De acordo com os resultados, 23,2% das faixas foram classificadas como totalmente geradas por inteligência artificial. Outros 15,3% dos arquivos apresentaram indícios de áudio artificial posteriormente editado, modificado ou processado por pessoas.


Os números ajudam a dimensionar a presença da IA na produção contemporânea, mas precisam ser interpretados com cautela. O levantamento representa o universo examinado pela ferramenta da SubmitHub e, isoladamente, não comprova que quatro em cada dez músicas efetivamente lançadas em todo o mundo tenham utilizado recursos artificiais.

Plataforma criou detector próprio


Conhecida por intermediar o envio de músicas independentes para curadores de playlists, blogs e veículos especializados, a SubmitHub lançou em junho o SH Labs, sistema desenvolvido para tentar identificar a participação de inteligência artificial em gravações.


A tecnologia avalia características do áudio e indica se uma faixa foi criada integralmente por IA ou se contém elementos artificiais combinados com interferência humana. A ferramenta também passou a ser utilizada por serviços como Bandcamp e Traxsource.


Para Jason Grishkoff, fundador da SubmitHub, a discussão não deve se limitar à proibição desse tipo de produção. O principal desafio, segundo ele, é garantir que o público saiba como a música foi criada.


“Acredito que o caminho para a música feita com IA seja a transparência.

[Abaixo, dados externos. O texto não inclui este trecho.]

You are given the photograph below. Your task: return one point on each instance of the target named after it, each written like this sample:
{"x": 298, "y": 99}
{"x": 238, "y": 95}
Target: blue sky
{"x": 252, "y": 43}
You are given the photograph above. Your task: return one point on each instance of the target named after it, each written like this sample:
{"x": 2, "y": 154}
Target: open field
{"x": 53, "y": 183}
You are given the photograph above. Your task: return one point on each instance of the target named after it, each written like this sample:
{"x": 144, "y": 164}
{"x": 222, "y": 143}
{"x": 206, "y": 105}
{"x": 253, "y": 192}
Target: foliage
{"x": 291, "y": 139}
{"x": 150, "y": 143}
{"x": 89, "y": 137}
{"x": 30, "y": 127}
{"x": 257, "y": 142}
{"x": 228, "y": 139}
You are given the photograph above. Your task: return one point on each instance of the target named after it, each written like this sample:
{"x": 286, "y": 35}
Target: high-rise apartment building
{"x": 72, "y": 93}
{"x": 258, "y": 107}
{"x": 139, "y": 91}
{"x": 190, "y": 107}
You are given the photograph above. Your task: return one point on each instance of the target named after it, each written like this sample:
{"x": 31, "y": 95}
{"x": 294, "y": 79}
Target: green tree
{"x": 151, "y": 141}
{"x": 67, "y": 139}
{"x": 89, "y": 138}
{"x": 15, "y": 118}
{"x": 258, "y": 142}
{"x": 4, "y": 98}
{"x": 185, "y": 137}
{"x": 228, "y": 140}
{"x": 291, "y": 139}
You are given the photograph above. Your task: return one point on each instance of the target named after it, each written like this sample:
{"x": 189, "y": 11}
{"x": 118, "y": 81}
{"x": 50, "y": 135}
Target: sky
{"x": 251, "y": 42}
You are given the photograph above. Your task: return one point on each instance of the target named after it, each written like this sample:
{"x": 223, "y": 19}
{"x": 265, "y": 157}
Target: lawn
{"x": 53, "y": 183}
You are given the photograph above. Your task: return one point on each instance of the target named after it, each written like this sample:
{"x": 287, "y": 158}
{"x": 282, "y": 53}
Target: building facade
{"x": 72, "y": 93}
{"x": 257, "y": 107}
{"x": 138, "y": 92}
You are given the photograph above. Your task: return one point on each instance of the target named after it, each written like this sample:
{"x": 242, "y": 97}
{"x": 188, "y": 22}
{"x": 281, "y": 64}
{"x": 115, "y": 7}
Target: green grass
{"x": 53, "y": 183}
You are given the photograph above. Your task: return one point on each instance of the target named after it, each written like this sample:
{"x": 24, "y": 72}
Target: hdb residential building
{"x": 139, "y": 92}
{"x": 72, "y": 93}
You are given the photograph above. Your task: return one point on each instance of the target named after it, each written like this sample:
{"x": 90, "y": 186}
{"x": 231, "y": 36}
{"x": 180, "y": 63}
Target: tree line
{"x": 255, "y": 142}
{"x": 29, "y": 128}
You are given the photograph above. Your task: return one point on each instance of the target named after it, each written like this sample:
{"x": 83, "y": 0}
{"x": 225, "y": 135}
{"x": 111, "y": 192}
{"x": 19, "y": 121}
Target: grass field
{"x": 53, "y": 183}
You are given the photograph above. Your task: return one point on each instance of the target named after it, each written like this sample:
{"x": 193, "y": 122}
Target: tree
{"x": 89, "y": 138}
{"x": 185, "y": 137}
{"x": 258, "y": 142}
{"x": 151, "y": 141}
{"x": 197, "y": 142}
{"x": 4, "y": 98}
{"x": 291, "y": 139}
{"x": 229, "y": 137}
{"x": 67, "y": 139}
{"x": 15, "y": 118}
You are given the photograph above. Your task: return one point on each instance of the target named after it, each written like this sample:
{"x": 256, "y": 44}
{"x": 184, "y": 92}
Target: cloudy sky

As pessoas devem poder decidir por si mesmas se querem ou não interagir com músicas geradas por inteligência artificial”, afirmou.


Artistas contestam resultados


O próprio levantamento, entretanto, revela as dificuldades de apontar com precisão a origem de uma gravação. Entre os artistas que tiveram músicas classificadas como produzidas com participação de IA ao longo deste ano, 31% negaram ter utilizado qualquer ferramenta do tipo.


A divergência abre duas possibilidades: o detector pode estar produzindo falsos positivos ou parte dos músicos pode não estar revelando o uso da tecnologia. Também existe uma área intermediária difícil de mensurar, pois recursos de correção vocal, separação de instrumentos, mixagem e masterização já incorporam sistemas automatizados nem sempre reconhecidos pelos usuários como inteligência artificial.


Sem uma auditoria externa sobre a ferramenta e sua margem de erro, os percentuais devem ser vistos como indicadores, e não como uma medição definitiva do mercado musical.


Autoria entra no centro do debate


A expansão das faixas artificiais acrescenta novas questões a uma indústria que já discutia remuneração, direitos autorais e a concentração das plataformas digitais. Agora, também será necessário definir o que pode ser apresentado como criação humana e até que ponto o uso de IA precisa ser informado ao ouvinte.

 
Mais do que anunciar o desaparecimento dos músicos, o levantamento revela uma crise de transparência. Se uma canção pode ser criada, modificada e distribuída sem que sua origem seja esclarecida, o desafio não está apenas em detectar a máquina, mas em reconstruir a confiança entre quem produz, quem publica e quem escuta.